6 Responses to “Refining Gasoline”

  1. Jen says:

    Yay, it’s my fungus!

    The first grad school project I ever worked on was redesigning the cellulose-binding-domain of T. reesei to try to have structure in the absence of the rest of the protein.

    Not to bind cellulose or anything, but just because it was cool and no one could do that kind of thing and we really didn’t understand how the structure was stabilized.

    (for anyone who is interested - the way it binds cellulose is by having a lot of amino acid side chains that line up to make a flat hydrophobic surface that sticks to the cellulose; most sugars have a lot more “bumps” that prevent them from binding)

    I haven’t followed developments in T. reesei as a biofuel possibility, but my sister the termite microbiologist says the real problem is breaking down lignin, which has nothing to do with cellulose and is a much harder problem in woody plant structures. Apparently most the plants where lignin isn’t a problem aren’t energetically efficient. (all secondhand, of course; I know little on the topic).

  2. Moonglum says:

    Heh, I actually thought of you when I read that article.

    The current solution to the lignin problem is to burn it and use that energy to run the cellulose fermentation process, utilizing every part of the plant. That poses the problem though of where do you get the nitrogen from that will need to go back into the soil. The Haber–Bosch process requires too much energy in the form of 3-5% of the worlds natural gas production. An MIT team is looking at replicating the natural process, which reduces the energy input, but still uses gas as the feed-stock.

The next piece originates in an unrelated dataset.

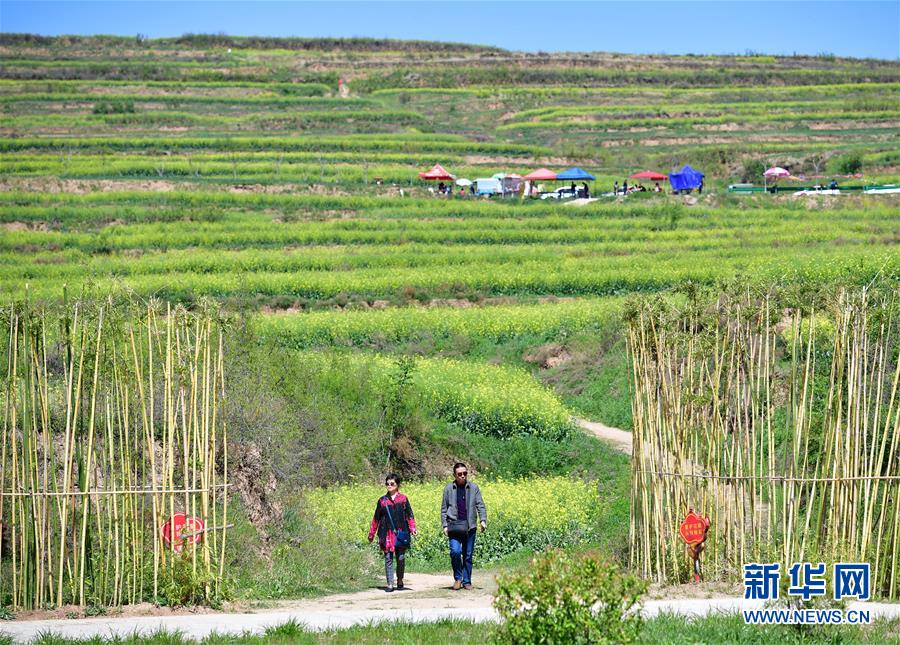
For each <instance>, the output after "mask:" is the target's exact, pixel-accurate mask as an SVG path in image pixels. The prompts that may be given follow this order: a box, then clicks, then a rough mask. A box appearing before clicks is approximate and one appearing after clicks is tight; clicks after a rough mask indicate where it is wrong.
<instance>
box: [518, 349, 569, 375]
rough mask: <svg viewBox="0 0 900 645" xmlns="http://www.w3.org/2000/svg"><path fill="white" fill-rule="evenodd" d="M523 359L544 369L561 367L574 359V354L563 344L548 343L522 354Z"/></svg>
mask: <svg viewBox="0 0 900 645" xmlns="http://www.w3.org/2000/svg"><path fill="white" fill-rule="evenodd" d="M522 360H524V361H525V362H527V363H532V364H535V365H540V366H541V367H542V368H544V369H552V368H554V367H559V366H560V365H562V364H563V363H568V362H569V361H570V360H572V354H571V353H570V352H569V351H568V350H567V349H566V348H565V347H563V346H562V345H559V344H557V343H548V344H546V345H541V346H540V347H536V348H534V349H532V350H530V351H528V352H525V354H523V355H522Z"/></svg>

    I see legumes in our future. Lot and lots of legumes.

  3. Marty says:

    Hey, did I show you this?

    I still think this is a very neat idea, and I’m hoping something using it hits the broader market. (They aren’t the only people working on the idea.) Imagine combining this with a hybrid, or putting one on a GEO metro or Smart car.

  4. Moonglum says:

    Steam power! Awesome! Another good one I saw recently was bio-aviation fuel.

  5. Marty says:

    I’m not so sold on bio-aviation fuel-I think we’re going to have to go back to zeppelins and the like. Solar-powered zeppelins!

    I envision a future in which food is locally grown in farm skyscrapers, people travel between cities in solar powered zeppelins, cars are smaller but much more fuel-efficient (and use steam power to get a bit more bang for the buck), ships use wind, solar and conventional power, and there is a lot more telecommuting.

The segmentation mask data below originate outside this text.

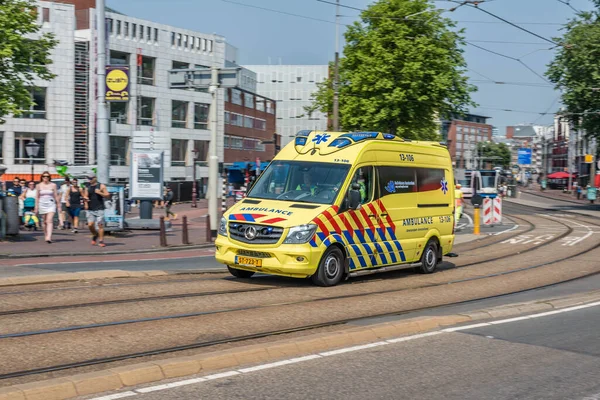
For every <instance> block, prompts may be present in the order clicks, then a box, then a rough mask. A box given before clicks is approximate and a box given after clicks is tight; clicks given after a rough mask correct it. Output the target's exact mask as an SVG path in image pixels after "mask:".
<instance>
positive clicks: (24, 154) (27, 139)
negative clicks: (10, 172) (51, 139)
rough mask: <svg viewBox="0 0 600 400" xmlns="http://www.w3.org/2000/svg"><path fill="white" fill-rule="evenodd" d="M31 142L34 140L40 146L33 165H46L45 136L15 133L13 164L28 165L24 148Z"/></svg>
mask: <svg viewBox="0 0 600 400" xmlns="http://www.w3.org/2000/svg"><path fill="white" fill-rule="evenodd" d="M32 140H35V141H36V143H38V144H39V145H40V151H39V152H38V155H37V157H36V158H34V159H33V163H34V164H45V163H46V134H45V133H19V132H15V164H29V157H28V156H27V150H26V147H25V146H26V145H27V143H29V142H31V141H32Z"/></svg>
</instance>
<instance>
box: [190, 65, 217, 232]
mask: <svg viewBox="0 0 600 400" xmlns="http://www.w3.org/2000/svg"><path fill="white" fill-rule="evenodd" d="M208 91H209V92H210V93H211V94H212V103H211V105H210V126H211V129H210V157H209V160H208V196H209V197H208V215H209V216H210V230H211V234H213V236H216V233H217V227H218V226H217V225H218V223H219V220H218V219H217V217H218V216H219V212H218V209H217V205H218V204H217V201H218V197H219V196H218V193H219V185H218V182H217V181H218V180H219V156H218V152H217V128H218V124H217V115H218V113H217V106H218V102H217V100H218V99H217V94H218V92H219V69H218V67H216V66H213V67H212V69H211V82H210V87H209V88H208ZM194 168H195V166H194Z"/></svg>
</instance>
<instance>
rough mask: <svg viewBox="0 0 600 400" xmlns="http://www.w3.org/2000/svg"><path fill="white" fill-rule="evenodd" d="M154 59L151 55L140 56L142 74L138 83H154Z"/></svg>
mask: <svg viewBox="0 0 600 400" xmlns="http://www.w3.org/2000/svg"><path fill="white" fill-rule="evenodd" d="M155 61H156V59H155V58H152V57H142V76H141V77H140V83H141V84H142V85H154V64H155Z"/></svg>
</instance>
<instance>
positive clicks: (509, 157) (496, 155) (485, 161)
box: [477, 142, 511, 168]
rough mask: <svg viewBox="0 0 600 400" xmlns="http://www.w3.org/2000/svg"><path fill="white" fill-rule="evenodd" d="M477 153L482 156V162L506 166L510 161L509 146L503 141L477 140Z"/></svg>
mask: <svg viewBox="0 0 600 400" xmlns="http://www.w3.org/2000/svg"><path fill="white" fill-rule="evenodd" d="M477 153H478V154H479V157H482V158H483V160H482V161H483V163H491V164H493V165H494V166H502V167H503V168H508V167H509V166H510V161H511V152H510V148H509V147H508V146H507V145H506V144H505V143H492V142H479V143H477Z"/></svg>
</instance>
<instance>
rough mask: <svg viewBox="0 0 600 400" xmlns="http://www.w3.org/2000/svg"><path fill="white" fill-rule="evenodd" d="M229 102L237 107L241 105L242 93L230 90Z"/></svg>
mask: <svg viewBox="0 0 600 400" xmlns="http://www.w3.org/2000/svg"><path fill="white" fill-rule="evenodd" d="M231 102H232V103H233V104H237V105H238V106H241V105H242V92H240V91H239V90H237V89H231Z"/></svg>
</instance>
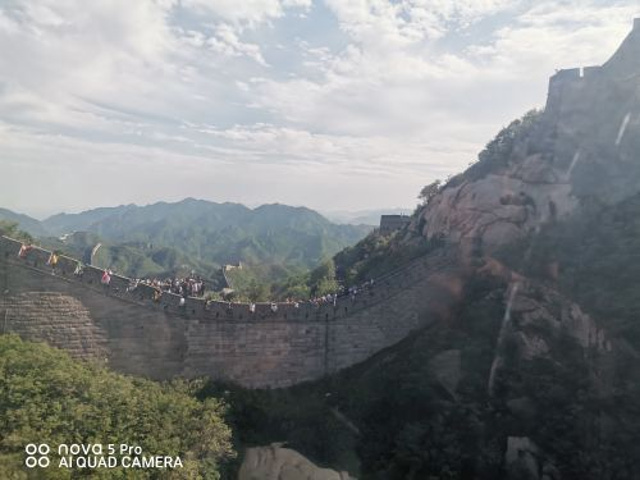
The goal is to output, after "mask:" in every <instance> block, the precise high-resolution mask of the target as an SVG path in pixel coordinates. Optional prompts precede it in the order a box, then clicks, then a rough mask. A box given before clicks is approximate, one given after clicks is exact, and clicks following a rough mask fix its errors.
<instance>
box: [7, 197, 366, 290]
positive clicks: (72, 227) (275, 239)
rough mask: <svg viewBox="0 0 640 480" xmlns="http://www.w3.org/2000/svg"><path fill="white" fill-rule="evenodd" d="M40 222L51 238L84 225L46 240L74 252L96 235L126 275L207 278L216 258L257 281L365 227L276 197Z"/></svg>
mask: <svg viewBox="0 0 640 480" xmlns="http://www.w3.org/2000/svg"><path fill="white" fill-rule="evenodd" d="M15 221H18V222H19V223H20V225H21V226H22V223H21V222H20V220H19V219H16V220H15ZM34 222H37V221H35V220H34ZM40 226H41V227H42V231H44V232H46V234H48V235H50V236H55V237H59V236H62V235H66V234H70V233H71V232H74V231H75V232H80V231H82V232H87V233H86V234H84V236H83V237H82V238H79V237H78V235H73V236H71V237H68V238H67V240H66V241H65V242H61V241H59V240H53V239H51V238H50V239H49V240H48V241H47V245H48V246H50V247H51V248H60V249H61V250H63V251H67V252H69V253H71V254H74V255H77V256H78V255H84V253H85V251H86V249H87V248H91V247H93V246H94V245H95V244H96V243H98V242H101V243H103V248H102V249H101V250H100V251H99V254H98V256H97V262H99V265H100V266H104V267H106V266H111V267H112V268H114V269H116V270H118V271H119V272H122V273H125V274H128V275H131V276H145V275H155V274H163V273H168V272H175V271H177V270H196V271H198V272H199V273H200V274H203V275H207V276H208V277H212V276H214V275H215V272H216V271H217V270H218V269H219V267H220V266H221V265H224V264H237V263H238V262H242V263H243V264H245V265H249V266H252V265H254V266H259V267H260V268H259V269H258V270H257V271H258V277H260V279H261V280H267V279H268V280H276V279H277V278H271V276H273V275H275V276H276V277H279V278H283V277H284V276H286V275H287V274H290V273H294V272H299V271H302V270H305V269H308V268H311V267H313V266H315V265H316V264H317V263H318V262H319V261H320V260H322V259H323V258H326V257H328V256H331V255H333V254H335V253H336V252H338V251H340V250H341V249H343V248H345V247H347V246H349V245H352V244H354V243H356V242H357V241H358V240H360V239H361V238H362V237H364V236H365V235H366V234H367V233H368V232H369V231H370V228H371V227H367V226H354V225H336V224H333V223H331V222H330V221H329V220H327V219H326V218H324V217H323V216H321V215H320V214H318V213H317V212H314V211H313V210H310V209H307V208H303V207H289V206H286V205H278V204H274V205H263V206H261V207H258V208H255V209H250V208H247V207H245V206H243V205H240V204H235V203H222V204H219V203H213V202H208V201H204V200H194V199H186V200H183V201H181V202H178V203H165V202H160V203H156V204H154V205H148V206H144V207H138V206H135V205H127V206H121V207H113V208H100V209H95V210H89V211H87V212H83V213H79V214H60V215H55V216H53V217H51V218H49V219H47V220H45V221H43V222H42V223H41V224H40ZM21 228H22V227H21ZM30 231H34V230H30ZM83 241H85V244H83ZM260 272H262V273H260ZM265 276H266V277H265Z"/></svg>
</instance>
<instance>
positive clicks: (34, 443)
mask: <svg viewBox="0 0 640 480" xmlns="http://www.w3.org/2000/svg"><path fill="white" fill-rule="evenodd" d="M24 451H25V452H26V453H27V458H25V460H24V464H25V465H26V466H27V468H36V467H40V468H47V467H48V466H49V464H50V463H51V460H49V457H48V456H47V455H49V452H50V451H51V449H50V448H49V445H47V444H46V443H41V444H39V445H36V444H35V443H30V444H28V445H27V446H26V447H25V449H24Z"/></svg>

    It may be a little far-fetched, but so is the idea that we’ll totally revert.

  6. Moonglum says:

    (See other comment for solar zeppelin response.)

    I actually think that the future will look an awful lot like what we have now, just without burning stuff we dig up out of the ground. Possibly more earthbound, but possibly not. There are plenty of idea out there of how to keep us in the air without jets. The real question is how long it will take us to get from here to there, and how hard things will get before we get there. I’ve seen some ideas where we recapture the carbon that we burn and turn it directly back into gas using different kinds of bioreactors. If that pans out, we would have a world almost exactly like ours, except we reconstitute our own gas, using energy derived from some other source. The trick is to ramp up enough of that technology before we really need it so that we don’t have a gap of time where the new technology is not available yet but the old is prohibitively expensive.

    My take on the end game you describe above: large cities to utilize as much locality of business and distribution as possible. However using a nationwide electric rail system to get the food from the old food production locations to the distribution points. This might also aid in massive electric transmission from the sun belt and wind belt energy production sites to the central locations. And the more telecommuting is already happening, with companies saving on electric bills by having people telecommute certain days per week.